Re: [PATCH v5 4/4] convert: Stream from fd to required clean filter instead of mmap

2014-08-26 Thread Jeff King
On Mon, Aug 25, 2014 at 06:55:51PM +0200, Steffen Prohaska wrote:

 It could be handled that way, but we would be back to the original problem
 that 32-bit git fails for large files.  The convert code path currently
 assumes that all data is available in a single buffer at some point to apply
 crlf and ident filters.
 
 If the initial filter, which is assumed to reduce the file size, fails, we
 could seek to 0 and read the entire file.  But git would then fail for large
 files with out-of-memory.  We would not gain anything for the use case that
 I describe in the commit message's first paragraph.

Ah. So the real problem is that we cannot handle _other_ conversions for
large files, and we must try to intercept the data before it gets to
them. So this is really just helping reduction filters. Even if our
streaming filter succeeds, it does not help the situation if it did not
reduce the large file to a smaller one.

It would be nice in the long run to let the other filters stream, too,
but that is not a problem we need to solve immediately. Your patch is a
strict improvement.

Thanks for the explanation; your approach makes a lot more sense to me
now.

-Peff
--
To unsubscribe from this list: send the line unsubscribe git in
the body of a message to majord...@vger.kernel.org
More majordomo info at  http://vger.kernel.org/majordomo-info.html


Re: [PATCH v5 4/4] convert: Stream from fd to required clean filter instead of mmap

2014-08-26 Thread Jeff King
On Mon, Aug 25, 2014 at 11:35:45AM -0700, Junio C Hamano wrote:

 Steffen Prohaska proha...@zib.de writes:
 
  Couldn't we do that with an lseek (or even an mmap with offset 0)? That
  obviously would not work for non-file inputs, but I think we address
  that already in index_fd: we push non-seekable things off to index_pipe,
  where we spool them to memory.
 
  It could be handled that way, but we would be back to the original problem
  that 32-bit git fails for large files.
 
 Correct, and you are making an incremental improvement so that such
 a large blob can be handled _when_ the filters can successfully
 munge it back and forth.  If we fail due to out of memory when the
 filters cannot, that would be the same as without your improvement,
 so you are still making progress.

I do not think my proposal makes anything worse than Steffen's patch.
_If_ you have a non-required filter, and _if_ we can run it, then we
stream the filter and hopefully end up with a small enough result to fit
into memory.
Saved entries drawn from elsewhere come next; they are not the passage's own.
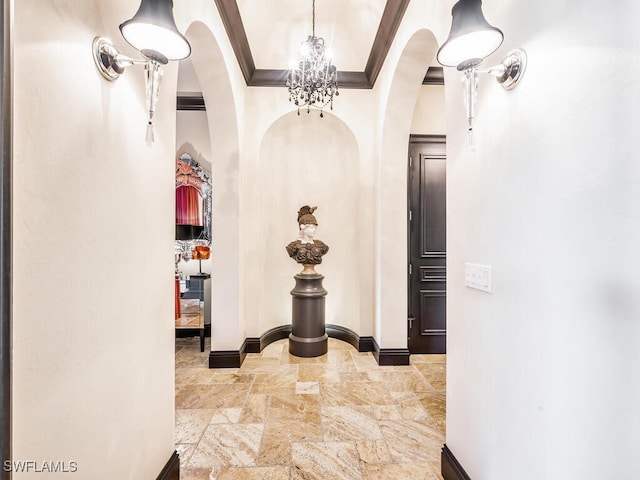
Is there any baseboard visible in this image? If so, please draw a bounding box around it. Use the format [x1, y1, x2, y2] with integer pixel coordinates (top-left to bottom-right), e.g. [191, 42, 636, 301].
[208, 338, 247, 368]
[156, 450, 179, 480]
[441, 445, 471, 480]
[358, 336, 375, 352]
[209, 324, 373, 368]
[326, 324, 360, 351]
[371, 337, 410, 366]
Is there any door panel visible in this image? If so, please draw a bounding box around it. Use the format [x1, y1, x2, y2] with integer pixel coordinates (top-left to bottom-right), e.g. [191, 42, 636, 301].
[408, 135, 446, 354]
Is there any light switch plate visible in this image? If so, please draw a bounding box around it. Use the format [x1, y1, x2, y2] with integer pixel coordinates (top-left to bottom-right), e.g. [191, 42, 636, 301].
[465, 263, 492, 293]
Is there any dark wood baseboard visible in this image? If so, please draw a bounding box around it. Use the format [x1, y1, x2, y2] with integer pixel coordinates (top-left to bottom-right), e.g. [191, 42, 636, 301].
[358, 336, 375, 352]
[209, 324, 374, 368]
[208, 339, 247, 368]
[207, 325, 412, 367]
[156, 450, 179, 480]
[326, 324, 360, 351]
[441, 445, 471, 480]
[372, 338, 410, 366]
[244, 336, 261, 354]
[244, 325, 292, 354]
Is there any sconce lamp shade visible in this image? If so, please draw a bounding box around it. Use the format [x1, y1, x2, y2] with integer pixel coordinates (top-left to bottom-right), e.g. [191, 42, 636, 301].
[437, 0, 503, 68]
[119, 0, 191, 63]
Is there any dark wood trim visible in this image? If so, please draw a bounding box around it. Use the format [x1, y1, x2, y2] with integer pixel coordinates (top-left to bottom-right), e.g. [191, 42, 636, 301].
[213, 1, 408, 89]
[208, 324, 374, 368]
[423, 66, 444, 85]
[260, 324, 291, 349]
[245, 324, 292, 353]
[176, 94, 206, 111]
[338, 71, 372, 90]
[358, 336, 375, 353]
[326, 324, 360, 351]
[247, 69, 288, 87]
[235, 69, 373, 90]
[364, 0, 411, 87]
[244, 337, 261, 354]
[410, 134, 446, 144]
[156, 450, 180, 480]
[1, 0, 11, 476]
[213, 0, 255, 84]
[207, 326, 410, 367]
[441, 445, 472, 480]
[208, 338, 247, 368]
[371, 338, 410, 366]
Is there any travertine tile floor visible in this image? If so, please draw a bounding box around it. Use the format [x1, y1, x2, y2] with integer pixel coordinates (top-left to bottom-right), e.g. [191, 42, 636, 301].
[175, 337, 446, 480]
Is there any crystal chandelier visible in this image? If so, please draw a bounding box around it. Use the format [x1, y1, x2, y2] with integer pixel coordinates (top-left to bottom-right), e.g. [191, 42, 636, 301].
[287, 0, 339, 117]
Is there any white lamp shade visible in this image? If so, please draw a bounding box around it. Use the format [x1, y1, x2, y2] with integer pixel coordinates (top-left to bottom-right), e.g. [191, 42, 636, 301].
[437, 0, 503, 67]
[119, 0, 191, 62]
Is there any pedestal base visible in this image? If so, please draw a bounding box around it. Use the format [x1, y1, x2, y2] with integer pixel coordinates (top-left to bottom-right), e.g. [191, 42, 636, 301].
[289, 273, 328, 357]
[289, 333, 328, 357]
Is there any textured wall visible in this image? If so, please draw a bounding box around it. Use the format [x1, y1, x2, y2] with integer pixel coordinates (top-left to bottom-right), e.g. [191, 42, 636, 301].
[13, 1, 177, 477]
[445, 0, 640, 478]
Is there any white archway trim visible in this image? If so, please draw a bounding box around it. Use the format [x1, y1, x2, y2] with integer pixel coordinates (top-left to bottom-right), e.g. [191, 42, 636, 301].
[376, 29, 439, 349]
[184, 21, 243, 351]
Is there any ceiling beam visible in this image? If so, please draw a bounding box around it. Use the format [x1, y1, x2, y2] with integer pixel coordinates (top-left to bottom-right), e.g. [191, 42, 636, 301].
[364, 0, 411, 88]
[213, 0, 254, 85]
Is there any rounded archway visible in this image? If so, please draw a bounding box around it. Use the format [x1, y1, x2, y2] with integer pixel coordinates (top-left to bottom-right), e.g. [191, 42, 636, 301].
[246, 111, 362, 337]
[181, 21, 242, 351]
[376, 29, 440, 348]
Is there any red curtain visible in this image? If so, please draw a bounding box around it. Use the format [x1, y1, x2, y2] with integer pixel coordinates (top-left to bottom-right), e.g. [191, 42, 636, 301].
[176, 186, 202, 225]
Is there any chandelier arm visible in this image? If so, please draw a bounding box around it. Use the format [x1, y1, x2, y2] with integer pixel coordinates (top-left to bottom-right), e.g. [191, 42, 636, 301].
[312, 0, 315, 38]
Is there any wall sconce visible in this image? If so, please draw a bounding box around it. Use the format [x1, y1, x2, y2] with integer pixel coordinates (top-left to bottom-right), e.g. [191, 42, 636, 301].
[92, 0, 191, 145]
[437, 0, 526, 143]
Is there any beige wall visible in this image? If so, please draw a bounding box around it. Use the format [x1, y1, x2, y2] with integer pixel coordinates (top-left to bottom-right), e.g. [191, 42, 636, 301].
[411, 85, 446, 135]
[13, 1, 178, 478]
[11, 0, 449, 476]
[14, 0, 638, 478]
[445, 0, 640, 478]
If we cannot run the filter, we are screwed anyway (we
follow the regular code path and dump the whole thing into memory; i.e.,
the same as without this patch series).

I think the main argument against going further is just that it is not
worth the complexity. Tell people doing reduction filters they need to
use required, and that accomplishes the same thing.
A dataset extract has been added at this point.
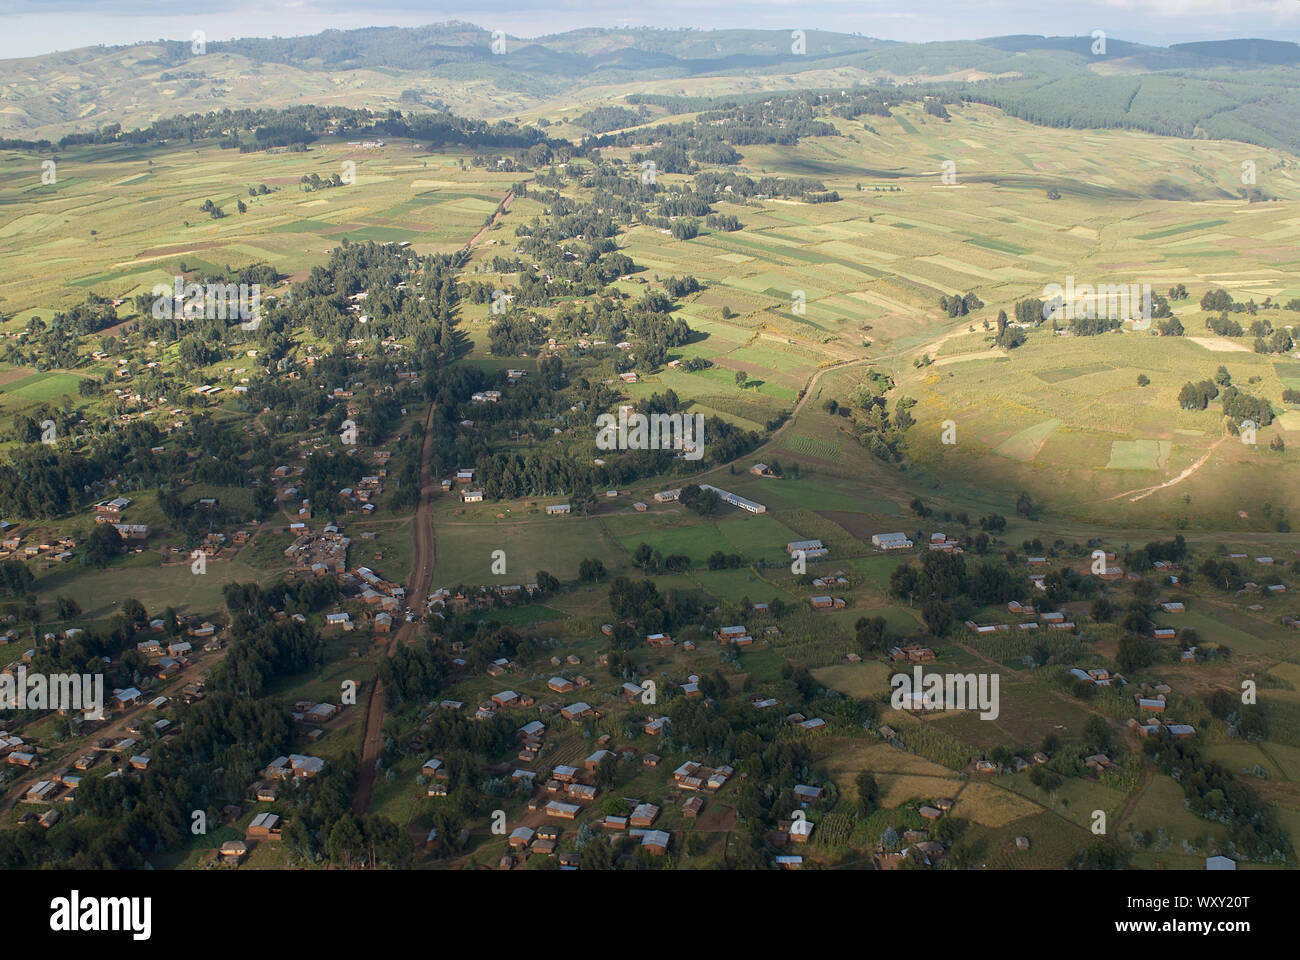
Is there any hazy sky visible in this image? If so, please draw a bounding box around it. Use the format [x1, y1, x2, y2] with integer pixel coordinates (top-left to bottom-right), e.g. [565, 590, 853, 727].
[2, 0, 1299, 60]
  So it seems like the ideal strategy would be:
  
   1. If it's seekable, try streaming. If not, fall back to lseek/mmap.
  
   2. If it's not seekable and the filter is required, try streaming. We
  die anyway if we fail.
 
 Puzzled...  Is it assumed that any content the filters tell us to
 use the contents from the db as-is by exiting with non-zero status
 will always be large not to fit in-core?  For small contents, isn't
 this ideal strategy a regression?

I am not sure what you mean by regression here. We will try to stream
more often, but I do not see that as a bad thing.

-Peff
--
To unsubscribe from this list: send the line unsubscribe git in
the body of a message to majord...@vger.kernel.org
More majordomo info at  http://vger.kernel.org/majordomo-info.html


Re: [PATCH v5 4/4] convert: Stream from fd to required clean filter instead of mmap

2014-08-26 Thread Junio C Hamano
Jeff King p...@peff.net writes:

 On Mon, Aug 25, 2014 at 11:35:45AM -0700, Junio C Hamano wrote:

 Steffen Prohaska proha...@zib.de writes:
 
  Couldn't we do that with an lseek (or even an mmap with offset 0)? That
  obviously would not work for non-file inputs, but I think we address
  that already in index_fd: we push non-seekable things off to index_pipe,
  where we spool them to memory.
 
  It could be handled that way, but we would be back to the original problem
  that 32-bit git fails for large files.
 
 Correct, and you are making an incremental improvement so that such
 a large blob can be handled _when_ the filters can successfully
 munge it back and forth.  If we fail due to out of memory when the
 filters cannot, that would be the same as without your improvement,
 so you are still making progress.

 I do not think my proposal makes anything worse than Steffen's patch.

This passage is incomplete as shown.